Welcome to this week’s Chalk Talk. We’re talking this week about the different between a general advisor, or general advice financial advisor and someone who is a retirement specialist. And what we’re going to talk about now is, how these folks are compensated. So, let’s imagine, it’s pretty common that your financial advisor, general practice financial advisor, they’re going to charge you probably about 1% per year of your portfolio for their investment advice. That’s pretty standard, pretty typical. Now you might find one, they may charge you a little more, another might charge you a little less. But that’s pretty standard in the industry.
Well, what about a retirement advisor? Someone who specializes in retirement. What are they going to charge you for investment advice? Probably somewhere around the same 1%, so what the heck’s the different here? They’re charging the same number, and they’re delivering the same value. What’s going on? Well, what’s going on here is that one of these guys, or gals, ends up delivering a lot more value than just investment advice. That’s the difference.
So, here’s what I mean. When you talk to your typical advisor, general practitioner, they’re charging you that 1% a year for their investment advice. They’re done. That’s it, nothing more. That’s all you get. But if you talk to a retirement specialist, you get a lot more. I’m going to start making a list. For example, a retirement advisor is going to help you with your income planning. And when I say income planning, that’s going to include things like social security optimization. It’s going to include how do you structure your portfolio to get stable and predictable income. Where is the best place to take income.

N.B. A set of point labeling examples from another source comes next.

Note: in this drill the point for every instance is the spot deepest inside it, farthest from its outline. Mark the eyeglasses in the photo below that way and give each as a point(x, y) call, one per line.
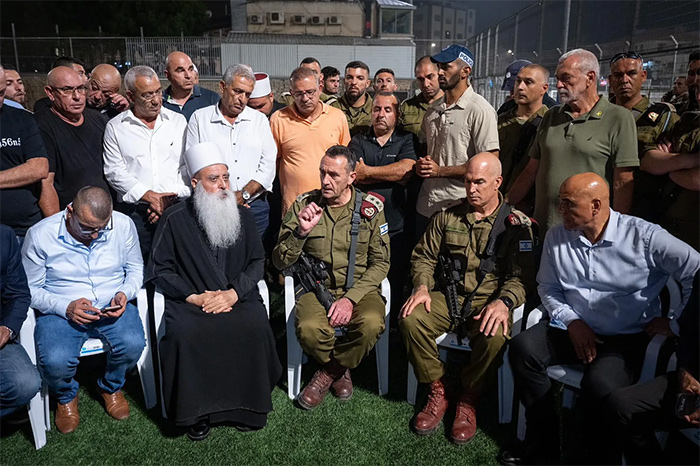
point(300, 94)
point(69, 90)
point(621, 55)
point(148, 96)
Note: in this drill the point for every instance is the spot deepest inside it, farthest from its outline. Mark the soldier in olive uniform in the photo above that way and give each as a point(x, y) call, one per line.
point(319, 224)
point(677, 157)
point(413, 109)
point(463, 232)
point(355, 101)
point(626, 79)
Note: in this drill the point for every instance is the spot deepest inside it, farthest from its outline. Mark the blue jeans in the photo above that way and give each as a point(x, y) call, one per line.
point(59, 341)
point(19, 380)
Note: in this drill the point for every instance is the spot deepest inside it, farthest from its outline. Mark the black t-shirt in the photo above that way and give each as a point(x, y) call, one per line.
point(401, 145)
point(20, 141)
point(75, 152)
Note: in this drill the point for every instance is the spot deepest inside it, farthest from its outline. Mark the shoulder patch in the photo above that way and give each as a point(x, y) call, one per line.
point(518, 218)
point(372, 204)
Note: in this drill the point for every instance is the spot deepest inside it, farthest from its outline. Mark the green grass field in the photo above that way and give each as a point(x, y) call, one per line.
point(366, 430)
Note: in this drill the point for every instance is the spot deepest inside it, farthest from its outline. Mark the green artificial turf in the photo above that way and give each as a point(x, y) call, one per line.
point(366, 430)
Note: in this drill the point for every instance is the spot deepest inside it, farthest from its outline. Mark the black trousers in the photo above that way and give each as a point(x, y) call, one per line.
point(618, 364)
point(636, 410)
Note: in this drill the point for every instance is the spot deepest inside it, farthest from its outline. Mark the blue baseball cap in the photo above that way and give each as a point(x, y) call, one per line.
point(512, 73)
point(453, 52)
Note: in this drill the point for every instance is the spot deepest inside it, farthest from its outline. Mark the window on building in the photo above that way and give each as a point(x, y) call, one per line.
point(396, 21)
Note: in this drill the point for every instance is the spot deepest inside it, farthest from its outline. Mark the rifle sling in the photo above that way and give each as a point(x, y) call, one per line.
point(354, 233)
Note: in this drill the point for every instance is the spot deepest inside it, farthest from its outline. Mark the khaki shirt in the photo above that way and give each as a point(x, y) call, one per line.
point(359, 118)
point(652, 120)
point(454, 134)
point(412, 113)
point(457, 231)
point(329, 241)
point(680, 206)
point(599, 141)
point(509, 134)
point(287, 99)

This guy over here, he’s typically saying, “I’ll pull it from my choices, kind of when each year will make an identification of where to pull the money.” No. We’ve got a plan here. It’s a written retirement income plan. And during your retirement, that’s going to be important. What else?

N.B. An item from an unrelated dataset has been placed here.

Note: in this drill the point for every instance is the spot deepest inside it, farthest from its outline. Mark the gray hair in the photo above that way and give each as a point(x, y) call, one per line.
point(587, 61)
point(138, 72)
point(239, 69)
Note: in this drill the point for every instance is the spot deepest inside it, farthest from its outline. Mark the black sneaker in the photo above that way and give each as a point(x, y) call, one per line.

Here is a big one. Tax planning. A retirement specialist is going to help you with your tax planning. Part of that has to do with income. Hey, which account? Do you want to pull income from your IRA, or should we pull it from your after tax account? We’re going to talk more about that in a little bit. But it’s not just that. What about Roth conversions? Are you doing Roth conversions every year? Should you be? Should you at least be looking at doing Roth conversions every year? What about your ongoing tax liability? Is that being looked at? Is your portfolio being managed in such a way to keep your taxes to a minimum? These are all related to tax planning.

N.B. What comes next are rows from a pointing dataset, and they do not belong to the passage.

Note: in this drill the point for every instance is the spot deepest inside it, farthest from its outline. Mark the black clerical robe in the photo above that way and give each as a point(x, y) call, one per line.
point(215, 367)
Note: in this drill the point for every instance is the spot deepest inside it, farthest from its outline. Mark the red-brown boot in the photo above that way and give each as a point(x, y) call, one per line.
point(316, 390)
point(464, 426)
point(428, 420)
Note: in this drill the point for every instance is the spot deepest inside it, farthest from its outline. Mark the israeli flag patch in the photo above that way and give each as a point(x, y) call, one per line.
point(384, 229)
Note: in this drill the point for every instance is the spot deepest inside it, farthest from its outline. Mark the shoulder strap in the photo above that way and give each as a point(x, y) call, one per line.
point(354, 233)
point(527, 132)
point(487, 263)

What about the big HC? What does that stand for? Healthcare. Healthcare planning. When you hit 65, you’re going to be on Medicare. What’s the best way to manage your health insurance when you’re on Medicare? Is this guy going to help you? No. What about this one? Yeah, they’re going to help you. It’s important.
What about longterm care protection? That could be a big deal. Longterm care can be a big deal. How much help are you getting over here? None. What’s going on over here? They’re going to help you identify how much protection do you desire, how do you pay for it, what the best way to pay for it, what’s the best type of program to have. They’re going to help you look at it. They’re going to help you evaluate it.
And then the last part, EST. Estate planning. There’s probably room, let’s get that on here. Estate planning. Estate planning, your wills, trusts, beneficiary arrangements. How much help are you going to get from this person? Versus, how much help do you get over here? The reality is this. They might charge the same 1%, but boy do they deliver different value. And when you’re retired, if you’re nearing retirement, you’re going to need help in all of these areas. Make sure you pick the right advisor.